What this calculator does
This tool builds a table — and a line graph — of one of four related quantities over a range of x values: the factorial x!, its natural logarithm ln(x!), the double factorial x!!, or its natural logarithm ln(x!!). It is pure mathematics and applies identically everywhere; no units or country rules are involved.
How to use it
Pick a function from the dropdown, then enter the start of the range (Range x from), the end (Range x to), and the Increment (step). Rows are generated for x = from, from+step, from+2·step, … up to and including the upper bound. The increment must be greater than zero, and a maximum of 101 rows is produced to keep tables manageable.
The formula explained
The factorial is the product 1·2·3·…·x with \(0! = 1\). To allow large values and continuous graphing it is evaluated as the gamma function, $$x! = \Gamma(x+1),$$ and the logarithm uses the log-gamma function $$\ln(x!) = \ln\Gamma(x+1)$$ so huge numbers never overflow.
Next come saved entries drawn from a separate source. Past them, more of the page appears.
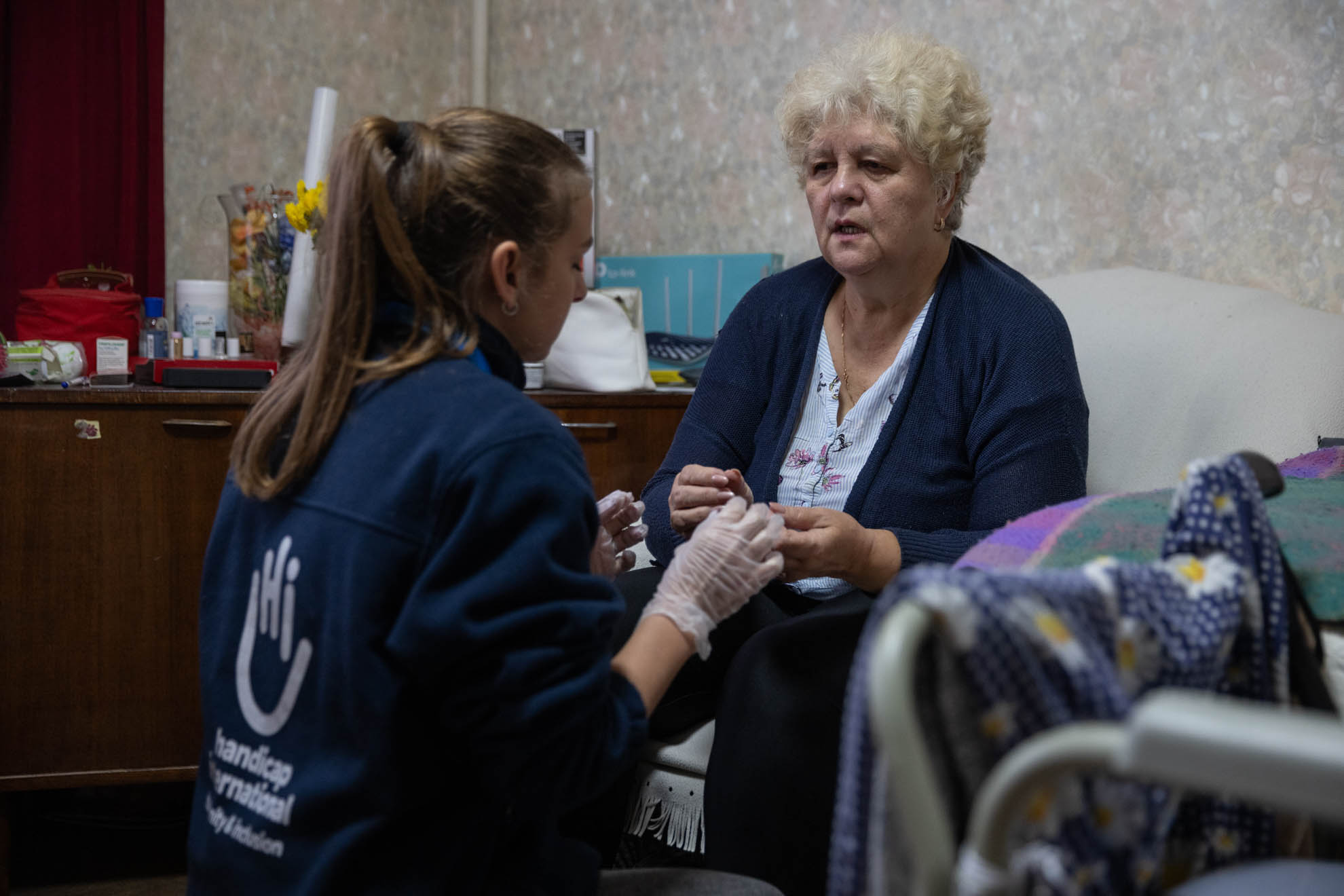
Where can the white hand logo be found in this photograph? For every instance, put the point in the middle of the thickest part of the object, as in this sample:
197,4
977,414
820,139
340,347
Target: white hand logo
277,621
The double factorial multiplies every second term: \(6!! = 6\cdot 4\cdot 2 = 48\), while \(5!! = 5\cdot 3\cdot 1 = 15\). The base cases are \(0!! = 1\), \(1!! = 1\) and \((-1)!! = 1\). Negative integers make the factorial undefined (gamma has poles there), so those rows report "undefined".
Worked example
Choosing x! with range 0 to 6 and step 1 gives seven rows: \(0!=1\), \(1!=1\), \(2!=2\), \(3!=6\), \(4!=24\), \(5!=120\), \(6!=720\). Switching to ln(x!) at \(x=6\) gives \(\ln(720) \approx 6.5793\), and ln(x!!) at \(x=5\) gives \(\ln(15) \approx 2.7081\).
FAQ
Can x be a fraction? Yes. Non-integer arguments use the gamma-based continuous forms, so the curve is smooth.
Why does a row say "infinity"? Factorials grow extremely fast (\(70! \approx 1.2\times 10^{100}\)); when a value exceeds double precision it is flagged as infinity — use the ln variant instead, which stays finite.
Why is there a 101-row cap? To prevent runaway tables; narrow the range or increase the step to fit.